The second article I wrote on a library related topic was published in 1990. I was in my first full-time professional job, at a community college, and researched library services to transfer students. There really wasn’t anything specifically on libraries or librarians and transfer students, so I expanded the research to what factors contributed to transfer student success and how they might relate to the library. It was, more or less, a literature review with a particular focus and interpretation.
The article got a little attention and I was thrilled to see my name in print. Then the moment passed. I moved on to another job and to other research interests. Once I set up a Google Scholar profile I would watch to see what got cited. There are reasons why monitoring citations can be productive. In this case, I noticed that in the mid-2010’s the article became more popular, over a quarter of a century after it was originally published. What was happening?
Libraries and librarians were studying transfer students more frequently and intensively. Since there weren’t a lot of articles out there mine was finding its way into other people’s literature reviews. So, when I saw a call for chapters on transfer student success I thought it might be a good way to close the circle. A younger colleague, Samantha Kannegiser, and I reviewed the current scholarship on libraries and transfer students. There is quite a bit out there now.

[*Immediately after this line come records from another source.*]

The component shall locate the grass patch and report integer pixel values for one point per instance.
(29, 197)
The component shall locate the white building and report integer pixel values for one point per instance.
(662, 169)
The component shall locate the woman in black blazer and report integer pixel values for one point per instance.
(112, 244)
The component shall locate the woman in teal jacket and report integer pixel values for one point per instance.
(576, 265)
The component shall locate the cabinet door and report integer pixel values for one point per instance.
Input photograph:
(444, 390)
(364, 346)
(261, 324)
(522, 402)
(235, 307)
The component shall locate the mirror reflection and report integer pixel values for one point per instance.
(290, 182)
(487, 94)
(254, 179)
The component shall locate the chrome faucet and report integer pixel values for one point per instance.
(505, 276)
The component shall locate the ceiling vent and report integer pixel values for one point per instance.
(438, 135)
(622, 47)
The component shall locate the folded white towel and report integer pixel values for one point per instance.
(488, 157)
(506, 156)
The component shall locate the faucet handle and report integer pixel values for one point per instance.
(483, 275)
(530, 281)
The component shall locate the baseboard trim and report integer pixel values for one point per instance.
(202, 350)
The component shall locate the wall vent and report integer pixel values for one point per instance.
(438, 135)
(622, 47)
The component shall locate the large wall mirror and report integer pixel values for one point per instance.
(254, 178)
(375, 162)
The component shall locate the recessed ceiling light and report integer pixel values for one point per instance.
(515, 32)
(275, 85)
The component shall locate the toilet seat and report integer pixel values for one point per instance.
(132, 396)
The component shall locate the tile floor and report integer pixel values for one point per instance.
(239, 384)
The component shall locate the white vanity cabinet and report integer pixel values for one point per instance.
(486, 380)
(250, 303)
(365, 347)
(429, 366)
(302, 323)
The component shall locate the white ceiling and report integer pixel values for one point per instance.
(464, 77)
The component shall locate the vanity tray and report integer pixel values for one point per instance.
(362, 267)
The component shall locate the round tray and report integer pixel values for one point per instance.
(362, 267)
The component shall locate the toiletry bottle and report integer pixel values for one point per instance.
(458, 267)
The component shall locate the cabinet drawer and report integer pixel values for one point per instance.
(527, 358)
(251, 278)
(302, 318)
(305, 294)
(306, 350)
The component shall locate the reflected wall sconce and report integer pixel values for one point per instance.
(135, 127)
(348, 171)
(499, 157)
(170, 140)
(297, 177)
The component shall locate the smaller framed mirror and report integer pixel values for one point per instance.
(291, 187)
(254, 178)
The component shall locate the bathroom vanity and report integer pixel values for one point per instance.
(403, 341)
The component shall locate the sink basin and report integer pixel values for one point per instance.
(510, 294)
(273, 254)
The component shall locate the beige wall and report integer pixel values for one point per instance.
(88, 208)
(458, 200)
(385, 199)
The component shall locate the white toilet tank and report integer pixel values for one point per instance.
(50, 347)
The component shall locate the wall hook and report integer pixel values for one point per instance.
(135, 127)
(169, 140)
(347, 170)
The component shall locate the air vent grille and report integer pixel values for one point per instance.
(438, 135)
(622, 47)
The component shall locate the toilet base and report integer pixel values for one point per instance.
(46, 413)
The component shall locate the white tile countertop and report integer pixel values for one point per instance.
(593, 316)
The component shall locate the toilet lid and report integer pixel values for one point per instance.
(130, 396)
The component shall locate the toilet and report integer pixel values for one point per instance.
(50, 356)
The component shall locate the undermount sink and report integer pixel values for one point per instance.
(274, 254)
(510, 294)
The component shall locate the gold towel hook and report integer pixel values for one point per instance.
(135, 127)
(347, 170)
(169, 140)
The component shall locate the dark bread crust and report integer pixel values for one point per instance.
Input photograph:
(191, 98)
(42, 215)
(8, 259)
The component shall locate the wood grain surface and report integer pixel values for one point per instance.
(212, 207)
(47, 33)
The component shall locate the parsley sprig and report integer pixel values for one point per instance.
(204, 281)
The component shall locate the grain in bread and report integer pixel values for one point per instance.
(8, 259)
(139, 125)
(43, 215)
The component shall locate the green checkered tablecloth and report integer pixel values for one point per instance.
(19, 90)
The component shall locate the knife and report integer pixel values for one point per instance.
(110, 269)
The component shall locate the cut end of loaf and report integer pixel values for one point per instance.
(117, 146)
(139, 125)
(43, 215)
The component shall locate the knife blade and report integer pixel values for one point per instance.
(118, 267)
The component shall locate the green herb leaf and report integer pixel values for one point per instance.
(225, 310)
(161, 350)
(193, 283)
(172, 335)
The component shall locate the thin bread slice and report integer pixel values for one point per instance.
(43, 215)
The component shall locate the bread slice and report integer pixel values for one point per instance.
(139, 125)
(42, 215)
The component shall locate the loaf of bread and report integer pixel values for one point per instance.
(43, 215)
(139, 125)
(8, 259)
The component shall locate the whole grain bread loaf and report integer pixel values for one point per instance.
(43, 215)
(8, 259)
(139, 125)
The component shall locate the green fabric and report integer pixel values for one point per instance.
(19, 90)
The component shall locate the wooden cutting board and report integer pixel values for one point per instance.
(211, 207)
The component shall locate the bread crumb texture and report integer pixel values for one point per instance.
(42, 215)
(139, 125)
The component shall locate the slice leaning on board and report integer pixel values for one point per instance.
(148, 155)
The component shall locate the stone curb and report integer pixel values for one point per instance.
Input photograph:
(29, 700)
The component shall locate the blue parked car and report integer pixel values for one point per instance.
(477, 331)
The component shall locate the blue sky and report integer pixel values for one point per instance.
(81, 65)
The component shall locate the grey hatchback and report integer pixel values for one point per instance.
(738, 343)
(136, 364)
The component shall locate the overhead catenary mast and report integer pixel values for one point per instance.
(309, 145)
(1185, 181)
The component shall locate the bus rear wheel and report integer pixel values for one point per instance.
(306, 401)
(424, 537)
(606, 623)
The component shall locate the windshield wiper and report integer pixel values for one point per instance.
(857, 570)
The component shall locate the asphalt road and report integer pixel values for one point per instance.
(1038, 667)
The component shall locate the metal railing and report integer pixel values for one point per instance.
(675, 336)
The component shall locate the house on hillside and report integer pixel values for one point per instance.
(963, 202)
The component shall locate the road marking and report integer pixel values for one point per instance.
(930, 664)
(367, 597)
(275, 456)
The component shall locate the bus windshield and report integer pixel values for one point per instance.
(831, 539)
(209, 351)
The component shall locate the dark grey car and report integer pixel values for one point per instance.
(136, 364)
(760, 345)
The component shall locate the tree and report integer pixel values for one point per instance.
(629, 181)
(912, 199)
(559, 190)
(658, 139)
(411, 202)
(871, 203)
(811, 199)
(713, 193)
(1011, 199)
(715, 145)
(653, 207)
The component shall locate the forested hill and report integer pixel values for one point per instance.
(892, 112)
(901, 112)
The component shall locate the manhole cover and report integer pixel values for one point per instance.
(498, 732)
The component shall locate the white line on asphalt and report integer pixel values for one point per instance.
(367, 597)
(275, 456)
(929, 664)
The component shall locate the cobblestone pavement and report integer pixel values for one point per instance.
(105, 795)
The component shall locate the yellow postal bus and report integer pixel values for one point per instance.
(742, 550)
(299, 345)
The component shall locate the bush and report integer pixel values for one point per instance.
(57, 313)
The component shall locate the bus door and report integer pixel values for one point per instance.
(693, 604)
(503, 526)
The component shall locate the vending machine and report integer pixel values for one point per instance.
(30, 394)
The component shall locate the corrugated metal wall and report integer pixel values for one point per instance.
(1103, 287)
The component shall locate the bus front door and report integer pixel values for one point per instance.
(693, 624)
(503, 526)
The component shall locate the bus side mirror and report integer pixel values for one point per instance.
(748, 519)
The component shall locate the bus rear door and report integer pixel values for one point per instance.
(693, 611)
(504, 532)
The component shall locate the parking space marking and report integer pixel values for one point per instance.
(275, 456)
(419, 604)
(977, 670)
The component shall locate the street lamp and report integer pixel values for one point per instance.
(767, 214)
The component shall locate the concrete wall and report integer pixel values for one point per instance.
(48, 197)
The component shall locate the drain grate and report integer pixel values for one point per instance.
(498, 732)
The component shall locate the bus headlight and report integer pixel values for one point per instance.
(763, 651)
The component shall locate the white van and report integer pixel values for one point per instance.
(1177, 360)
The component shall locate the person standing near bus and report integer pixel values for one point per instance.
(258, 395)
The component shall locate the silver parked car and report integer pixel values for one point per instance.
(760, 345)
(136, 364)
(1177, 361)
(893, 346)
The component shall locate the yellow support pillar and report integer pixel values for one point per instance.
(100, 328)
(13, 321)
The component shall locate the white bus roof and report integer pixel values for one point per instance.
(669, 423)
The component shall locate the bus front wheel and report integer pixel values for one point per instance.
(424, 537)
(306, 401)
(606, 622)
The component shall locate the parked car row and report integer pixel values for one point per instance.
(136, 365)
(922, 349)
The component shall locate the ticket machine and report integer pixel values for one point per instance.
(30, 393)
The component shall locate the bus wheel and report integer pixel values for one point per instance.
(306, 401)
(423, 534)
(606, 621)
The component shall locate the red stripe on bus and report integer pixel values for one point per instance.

The chapter, actually more of a bibliographic essay, was included in the newly published Transfer Student Success: Academic Library Outreach and Engagement, edited by Nancy Fawley, Ann Marshall, and Mark Robison (American Library Association, 2021). If you will pardon the blatant ego involved, I was especially pleased to note this in the introduction:
We were thrilled when Julie Still, who wrote one of the earliest articles about the library’s role in advancing transfer student success (“Library Services for Transfer Students,” Still 1990) submitted a proposal to write an updated overview of the literature with her colleague Samantha Kannegiser. Their literature review launches the book and provides a foundation of current scholarship on the topic. Readers who are new to this conversation will find their review a useful entry point. (p. xiii).
The editors are exceptionally kind in their description. The chapters in the book are all well-written and present useful research and program overviews. I see a lot of familiar names there, and some new names, like Samantha’s, that we will all surely be seeing a lot more of.
I don’t imagine I will write on this topic again. It is an important one, but my time with it has likely passed now. A number of newer librarians are doing good research in the area. It was just very exciting to see that something I wrote thirty years ago was still remembered.